Madde olarak gördüğümüz şey aslında bizim için yalnızca fotonlardan ibarettir. Fotonlar, belirli dalga boylarındaki hafif parçacıklardır. Bu dalgalar bize ulaşırlar ve gözümüzün retina tabakasına çarptıklarında elektrik sinyaline dönüşürler. Elektrik sinyalleri, beyinde belirli bir güzergah dahilinde ilerleyerek beynin görme bölümüne ulaşırlar. Ve orada şaşırtıcı şekilde bir anlam kazanırlar: Gördüğümüz şeyin karşımızda durduğundan; bir televizyon veya dev bir gökdelen olduğundan emin oluruz. Fakat bir hayal olmasına rağmen karsınızdaki obje muazzam netlikte, kusursuz görünümdedir. Onun yalnızca elektrik sinyalinden ibaret olduğunu idrak edebilmeniz son derece zordur. Görüntü beyinde o kadar mükemmel şekilde yaratılır ki, bunu aslından ayrıt etmek neredeyse imkansızdır. İşte bu Yüce Rabbimizin kusursuz sanatıdır.
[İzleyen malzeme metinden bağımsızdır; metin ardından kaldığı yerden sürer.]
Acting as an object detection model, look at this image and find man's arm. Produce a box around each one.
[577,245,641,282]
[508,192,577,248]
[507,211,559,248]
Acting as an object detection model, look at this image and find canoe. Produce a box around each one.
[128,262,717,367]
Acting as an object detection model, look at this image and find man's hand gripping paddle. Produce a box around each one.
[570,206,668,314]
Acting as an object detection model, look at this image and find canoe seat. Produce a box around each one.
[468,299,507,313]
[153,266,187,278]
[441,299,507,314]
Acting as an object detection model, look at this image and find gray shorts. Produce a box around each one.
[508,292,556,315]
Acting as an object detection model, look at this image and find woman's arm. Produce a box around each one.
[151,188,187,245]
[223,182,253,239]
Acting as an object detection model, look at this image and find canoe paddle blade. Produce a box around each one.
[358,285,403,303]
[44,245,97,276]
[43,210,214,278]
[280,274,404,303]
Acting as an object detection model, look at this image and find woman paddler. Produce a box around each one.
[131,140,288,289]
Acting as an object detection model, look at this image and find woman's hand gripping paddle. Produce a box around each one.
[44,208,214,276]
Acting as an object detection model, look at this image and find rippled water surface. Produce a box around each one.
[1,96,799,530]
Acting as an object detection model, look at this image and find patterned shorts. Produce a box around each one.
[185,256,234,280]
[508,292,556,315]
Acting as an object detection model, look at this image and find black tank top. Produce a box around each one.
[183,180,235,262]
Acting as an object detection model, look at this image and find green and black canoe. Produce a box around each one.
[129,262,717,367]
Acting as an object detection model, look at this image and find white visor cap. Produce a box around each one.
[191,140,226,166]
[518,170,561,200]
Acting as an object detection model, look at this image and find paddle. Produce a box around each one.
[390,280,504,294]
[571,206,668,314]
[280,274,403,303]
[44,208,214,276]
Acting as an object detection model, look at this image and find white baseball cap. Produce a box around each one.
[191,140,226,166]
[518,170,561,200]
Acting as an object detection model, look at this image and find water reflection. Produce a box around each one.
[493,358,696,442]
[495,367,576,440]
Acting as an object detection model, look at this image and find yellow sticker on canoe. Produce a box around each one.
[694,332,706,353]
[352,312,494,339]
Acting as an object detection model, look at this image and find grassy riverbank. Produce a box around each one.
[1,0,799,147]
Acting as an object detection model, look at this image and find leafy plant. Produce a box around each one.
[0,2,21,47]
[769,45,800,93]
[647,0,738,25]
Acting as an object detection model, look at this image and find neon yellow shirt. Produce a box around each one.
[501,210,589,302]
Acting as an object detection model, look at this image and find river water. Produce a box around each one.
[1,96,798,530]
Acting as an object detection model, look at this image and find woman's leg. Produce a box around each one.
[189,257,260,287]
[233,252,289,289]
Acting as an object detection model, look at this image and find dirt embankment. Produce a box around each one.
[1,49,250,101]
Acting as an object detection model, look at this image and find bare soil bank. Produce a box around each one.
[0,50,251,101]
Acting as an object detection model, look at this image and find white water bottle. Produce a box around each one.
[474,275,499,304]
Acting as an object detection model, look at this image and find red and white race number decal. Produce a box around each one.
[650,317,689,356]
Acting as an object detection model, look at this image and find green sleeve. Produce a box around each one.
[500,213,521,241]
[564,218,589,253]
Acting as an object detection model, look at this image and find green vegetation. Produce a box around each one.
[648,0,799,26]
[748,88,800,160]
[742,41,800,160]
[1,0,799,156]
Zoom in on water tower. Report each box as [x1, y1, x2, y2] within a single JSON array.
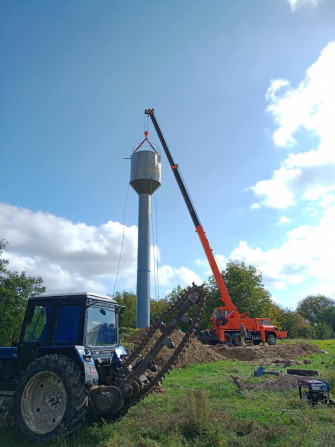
[[130, 132, 161, 328]]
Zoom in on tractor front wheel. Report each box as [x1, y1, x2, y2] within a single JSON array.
[[14, 354, 88, 442]]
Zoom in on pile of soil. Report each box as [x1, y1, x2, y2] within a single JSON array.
[[127, 329, 321, 369], [211, 342, 320, 362], [247, 374, 316, 392], [126, 329, 224, 368]]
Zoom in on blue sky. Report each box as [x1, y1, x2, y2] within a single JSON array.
[[1, 0, 335, 310]]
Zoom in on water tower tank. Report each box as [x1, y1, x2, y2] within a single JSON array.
[[130, 150, 161, 195]]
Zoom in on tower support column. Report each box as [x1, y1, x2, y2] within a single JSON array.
[[136, 193, 151, 328]]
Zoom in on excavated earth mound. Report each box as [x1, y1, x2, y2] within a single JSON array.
[[126, 329, 224, 368], [127, 330, 320, 368], [247, 374, 317, 392], [211, 342, 320, 362]]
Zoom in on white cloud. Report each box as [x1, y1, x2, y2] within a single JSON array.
[[230, 199, 335, 298], [251, 167, 298, 209], [0, 203, 201, 296], [287, 0, 323, 12], [158, 265, 203, 288], [195, 254, 226, 278], [252, 42, 335, 209], [250, 202, 261, 210], [273, 281, 286, 290], [5, 251, 106, 294], [195, 259, 208, 268], [0, 202, 138, 293], [278, 216, 291, 225], [242, 43, 335, 302], [214, 254, 226, 271]]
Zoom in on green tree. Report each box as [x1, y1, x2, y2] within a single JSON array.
[[0, 240, 45, 346], [324, 307, 335, 333], [114, 291, 137, 328], [281, 309, 313, 338], [0, 240, 9, 273], [165, 285, 185, 303], [150, 296, 169, 323], [314, 322, 333, 340], [296, 294, 335, 330], [205, 260, 274, 320], [114, 290, 169, 328], [268, 303, 286, 329]]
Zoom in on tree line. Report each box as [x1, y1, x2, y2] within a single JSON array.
[[1, 240, 334, 346]]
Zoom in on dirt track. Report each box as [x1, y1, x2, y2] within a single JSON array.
[[126, 329, 320, 369]]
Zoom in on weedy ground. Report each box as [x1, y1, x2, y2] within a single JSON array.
[[1, 339, 334, 447]]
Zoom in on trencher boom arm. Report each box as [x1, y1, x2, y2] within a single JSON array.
[[144, 108, 236, 314]]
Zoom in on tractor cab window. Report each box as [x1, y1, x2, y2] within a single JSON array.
[[23, 305, 52, 342], [86, 306, 117, 346], [54, 304, 81, 344]]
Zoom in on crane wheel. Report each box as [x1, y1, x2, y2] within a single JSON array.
[[267, 334, 277, 345], [233, 336, 243, 347], [13, 354, 88, 442], [220, 333, 232, 347]]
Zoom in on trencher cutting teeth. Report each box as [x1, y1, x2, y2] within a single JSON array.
[[115, 284, 206, 415]]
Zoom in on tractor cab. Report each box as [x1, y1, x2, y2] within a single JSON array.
[[17, 292, 123, 372]]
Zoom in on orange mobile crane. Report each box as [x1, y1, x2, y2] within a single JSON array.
[[145, 109, 287, 346]]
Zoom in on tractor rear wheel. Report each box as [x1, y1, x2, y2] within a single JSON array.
[[14, 354, 88, 442]]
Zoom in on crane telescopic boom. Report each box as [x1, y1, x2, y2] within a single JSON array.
[[144, 108, 236, 314]]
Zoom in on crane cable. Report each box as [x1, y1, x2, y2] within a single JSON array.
[[112, 183, 130, 298], [214, 253, 224, 275], [144, 113, 149, 134], [147, 118, 160, 300]]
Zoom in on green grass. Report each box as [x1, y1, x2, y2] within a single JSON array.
[[1, 340, 335, 446]]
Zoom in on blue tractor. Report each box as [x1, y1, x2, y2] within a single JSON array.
[[0, 287, 206, 441]]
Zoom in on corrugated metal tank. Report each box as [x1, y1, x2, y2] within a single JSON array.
[[130, 150, 161, 195]]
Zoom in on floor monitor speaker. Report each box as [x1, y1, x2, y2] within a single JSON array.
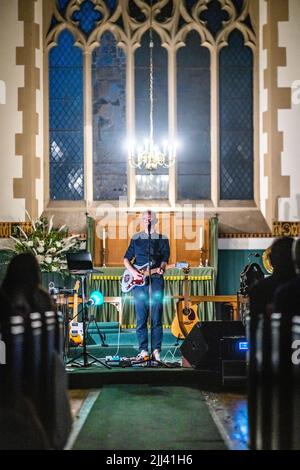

Beynimizde oluşan görüntülerin, seslerin, kokuların, tatların dışarıda olup olmadığını kuşkusuz ki bilmemize imkan yoktur. Bir masaya vurduğunuzda, hiç bir zaman o masanın sertliğini gerçek anlamda hissedemezsiniz. “Vuruyorum bak ses geliyor” dediğinizde aslında sizin vurduğunuz yoğunlukta atomlar birbirine yaklaşamazlar. Buradan yola çıkarak anlayabileceğimiz tek gerçek şudur: Beynimizde bizim için özel olarak yaratılmış bir dünya vardır. Kalabalıktır, renklidir, gürültülüdür, kuralları vardır. Ve bu dünyayı, başkalarının da bizim gibi görüp görmediğini asla bilemeyiz. Biz yalnızca bize yaratılmış olan dünya içindeki görüntüleri görebilir, sesleri duyabilir, tatları alabiliriz. Bunun dışında bir şeye ulaşmamız mümkün değildir.
Gördüğümüz her şey, Allah'ın Kuran'da var olduğunu, yoktan var ettiğini belirttiği her varlık, yaratılmıştır ve vardır. Ancak, insanlar bu varlıkların asılları ile değil beyinlerindeki kopyaları ile muhatap olurlar. Örneğin; bu yazdığım yazıyı okurken yazının aslını göremezsiniz, bu yazının aslına gelen ışık, gözünüzdeki bazı hücreler tarafından elektrik sinyaline dönüştürülerek, beyninizin arkasındaki görme merkezine gider, bu merkezi uyarır. Ve beyninizin arkasında bu yazının görüntüsü oluşur. Yani şu an da gözünüzün önündeki bir yazıyı okumuyor, beyninizin arkasındaki görme merkezinde oluşan "kopya yazıyı” okuyorsunuz.
Bu tüm okullarda öğretilen bilimsel bir konudur. Elbette ki maddenin beynimizde bir hayal olarak oluşması onu “yok” hale getirmez. Ama insanın maddenin aslı ile hiç bir zaman muhatap olamayacağı gerçeği hakkında bizlere bilgi verir.